Second, the consumer will have to choose between the anonymity of using certain cryptocurrencies with what this entails is the possibility of losing money or having it stolen and not being able to claim anyone, or let it be regulated as before. .
What is clear is that sooner or later all anonymous cryptocurrencies will be controlled by the Government that what it wants is to collect its taxes. An example we have with Monero, a cryptocurrency that has a highly anonymous protocol and that recently the US has requested that a software powerful enough to break that anonymity be created.
Cryptocurrencies and revolution of the current financial system
For sure we cannot know what cryptocurrencies and blockchain technology will mean for the current financial fabric. We know that the speed of transactions has improved, that the involvement of smart contracts will reduce costs and speed up time in terms of their services. In short, higher productivity is an advantage in addition to lower cost that will supposedly be passed on to the customer.
Another huge advantage for the financial system is the number of potential clients entering the playing field. Since until the appearance of cryptocurrencies there was still a number of people in the world that, thanks to smartphones, did not have access to money. Even with decentralized finance (DeFi) to banking services that will allow them access to new possibilities and opportunities that they did not have before.
Are cryptocurrencies and the digital euro a threat?
Spain has always been a country that has based its economy on trade, a serious mistake. Since the 90s, where unemployment was plagued by draftsmen and construction workers, there was talk of tourism in places like Benidorm, Malaga, Marbella, Ibiza, etc.
Spain is still a country that does not bet on a different industry, full of university experts who had them (there has been a brain drain) and where innovation was based on the industry.
Once again, this time due to a speculative global crisis product of everyone’s greed, Spain again stumbled on the same stone, basing its economy on tourism and the construction of houses right on the coast.
While countries like China or Russia invested in technology, through reverse engineering and their intellectual capacity until we were amazed.

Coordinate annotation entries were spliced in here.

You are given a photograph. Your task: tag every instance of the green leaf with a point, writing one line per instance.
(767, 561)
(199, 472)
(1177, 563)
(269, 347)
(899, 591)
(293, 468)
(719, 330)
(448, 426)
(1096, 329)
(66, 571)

Today they are two great powers that are going to bring the world upside down.
Once put in place, cryptocurrencies enter the playing field and with it the danger of inflation is worrying. It has been seen how in countries like Venezuela or Argentina they have been a small solution to the economy and that is good. A strong country must have a strong digital currency.
The existence of a digital euro like other cryptocurrencies supposes a much more precise form of control through technology. In this way, it will be possible to have more transparency and less theft. This is undoubtedly good news for citizens since the Government must have accounts that are as transparent as possible for better control.
What will happen then to all the money that is in tax havens? That’s a great question. It is logical that all that money is converted into cryptocurrencies due to the advantages that this brings but I do not know how to tell you how this transition will be made.
In short, the digital euro is a brave bet, adapted to what the current market demands, which has been crying out for it for some years, a bet to change the current economic model and a desperate attempt to solve the patch that governments they put the financial economy in 2008, due to the explosion of the housing bubble, a patch that has only served to alleviate the pain of a wound that continues to bleed today.